The Lebanese Hezbollah resistance movement has dismissed the condition promoted by the United States as a prerequisite for the formation of a new administration in Lebanon, amid nationwide anti-government demonstrations that have led to the resignation of prime minister Saad al-Hariri.
Hezbollah Deputy Secretary General Sheikh Naim Qassem dismissed the US stance in a meeting with a delegation from the Lebanese Islamic Unionist Party, led by Omar Ghandour on Monday.
Qassem underlined the need for the establishment of a government of “salvation,” which he said would stop Lebanon’s financial and economic deterioration, initiate reforms, confront corruption, and prevent the foreign political exploitation of the woes in the Arab country.

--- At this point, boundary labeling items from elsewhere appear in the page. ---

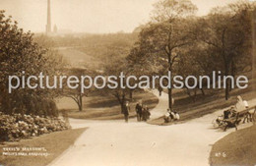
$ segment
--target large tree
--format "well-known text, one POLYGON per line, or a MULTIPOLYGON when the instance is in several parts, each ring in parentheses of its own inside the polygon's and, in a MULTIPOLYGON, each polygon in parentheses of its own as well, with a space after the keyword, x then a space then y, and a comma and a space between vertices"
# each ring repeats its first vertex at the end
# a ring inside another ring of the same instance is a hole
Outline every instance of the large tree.
MULTIPOLYGON (((8 114, 49 115, 47 110, 53 105, 53 98, 58 95, 57 90, 19 87, 9 93, 8 78, 28 78, 38 76, 41 72, 49 77, 57 76, 61 64, 60 59, 50 50, 33 41, 32 33, 24 32, 18 28, 17 22, 13 22, 11 17, 5 17, 5 12, 0 11, 0 111, 8 114)), ((35 83, 36 81, 32 83, 35 83)))
MULTIPOLYGON (((251 11, 253 6, 241 2, 215 8, 199 21, 196 36, 208 44, 218 70, 233 76, 251 64, 251 11), (241 63, 243 62, 243 63, 241 63)), ((230 82, 225 82, 225 99, 229 97, 230 82)))
MULTIPOLYGON (((139 52, 144 55, 142 58, 153 60, 146 60, 148 64, 152 64, 150 66, 160 66, 153 68, 154 70, 162 73, 160 68, 164 69, 165 65, 162 64, 167 62, 167 71, 173 72, 180 50, 192 43, 189 27, 191 23, 187 18, 191 18, 196 10, 196 6, 189 0, 160 0, 155 4, 152 21, 142 28, 137 43, 139 52)), ((170 86, 168 100, 168 106, 172 109, 170 86)))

“The formation of the government is the common denominator” of all groups and people in Lebanon and it “cannot be subjected to US conditions, and cannot be used as leverage for political options,” the Hezbollah official said.
Protests erupted in Lebanon on October 17, when the government proposed taxed on Whatsapp calls, along with other austerity measures.
The ongoing demonstrations have compounded Lebanon’s economic woes.
Hariri stepped down on October 29, surrendering to one of the demands of the protesters, who accuse the ruling political elite of pushing Lebanon toward economic collapse. Hariri said at the time that he had reached a “dead end” in trying to resolve the crisis that had paralyzed the country for two weeks, namely the protests.
Later, a senior official familiar with Hariri’s thinking told Reuters that the former prime minister was ready to retake his job at the head of a new government on the condition that it includes “technocrats” and can quickly implement reforms to stave off economic collapse.
Later, testifying before the US House Subcommittee on the Middle East, former US ambassador to Lebanon Jeffrey Feltman suggested that Washington had to back Hariri and endorse his condition, attributing that requirement to the people of Lebanon.
“With the demonstrators calling for a technocratic rather than political government, our public messaging can emphasize our expectation that a new Lebanese government, if it seeks international support, should effectively and immediately address the reform aspirations of the Lebanese people,” Feltman said.
He said “the demonstrations [in Lebanon] and the reactions to them by Lebanese leaders and institutions fortunately coincide with US interests.”
The comments angered the Lebanese, with hundreds of them holding a protest near the US Embassy outside Beirut on Sunday against America’s intervention in Lebanon’s affairs. They also burned US and Israeli flags during the protest.
In an interview with Reuters on Friday, Qassem had described the US as the biggest obstacle in the way of the formation of a new government in Lebanon.